The second question asks students what information is needed to prove the two triangles are congruent. There are multiple answers to this question. For example, side BC would have to be congruent to side EF or angle BAC would need to be congruent to angle EDF. In general, students will answer this question depending on what they recall from a previous lesson on triangle congruence. The answer to the final question on the Do Now depends on how students answer question two.
When we go over the answers, I plan to call on a student who wrote that the triangles will be congruent based on the side-side-side postulate. I have been looking for a "volunteer" as I circulated observing students work. After the student presents, I will ask if there is another way to prove the two triangles are congruent. Some students will remember the side-angle-side postulate, which we looked at briefly in an earlier lesson. If none of the students recall this postulate, I have them look back to the graphic organizer they created in the lesson on triangle congruence. This discussion leads us into a more in depth investigation in the Mini-Lesson.
The key concept we review in the Mini-Lesson is the term “included angle.” This terminology is often new to the students and they sometimes have difficulty identifying the included angle. We practice identifying the included angle between two sides in the triangles from the Do Now.
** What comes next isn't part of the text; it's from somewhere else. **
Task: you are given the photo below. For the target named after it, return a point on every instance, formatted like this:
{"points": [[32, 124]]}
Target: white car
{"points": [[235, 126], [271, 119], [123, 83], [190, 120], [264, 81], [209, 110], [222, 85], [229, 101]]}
I ask students to identify the included angle between sides AB and AC. Then they are asked to identify the included angle between sides ED and FD. If two sides and the included angle of one triangle are congruent to two sides and the included angle of another triangle, then the triangles are congruent. Conversly, if two triangles are congruent, then the two sides and the included angle of one triangle are congruent to two sides and the included angle of the other triangle. Using this statement, I have the students list other pairs of congruent sides and angles that can be used to prove the two triangles from the Do Now are congruent. In the activity section, students practice writing proofs involving the angle-side-angle postulate.
In the Activity, students work independently to write two column proofs involving the side-angle-side postulate. I have the students take the first few minutes to look at the given statements and label the information on the diagrams. Then they brainstorm about what information they will need to write the proof. They use information explored in previous lessons to write the proofs.
At this point in the unit, students should be able to work on their own to write the proofs. If students have difficulty on their own, I pair up two students to help each other.
After about 20 minutes, I call on a student to present his or her proof. We critique the student’s reasoning and fix any misconceptions or errors. Sometimes students skip steps when writing proofs. Depending on the level of the class or the students, I accept different answers when necessary. I have provided some examples of Student Work.
At the end of the lesson, students complete an Exit Ticket, which contains a proof involving SAS. Students can write a paragraph proof or a two-column proof. They work independently and I collect the exit ticket to see how students are doing with proofs. This exit ticket can be used as a formative assessment, which is ungraded or as a quiz that counts towards their class grade.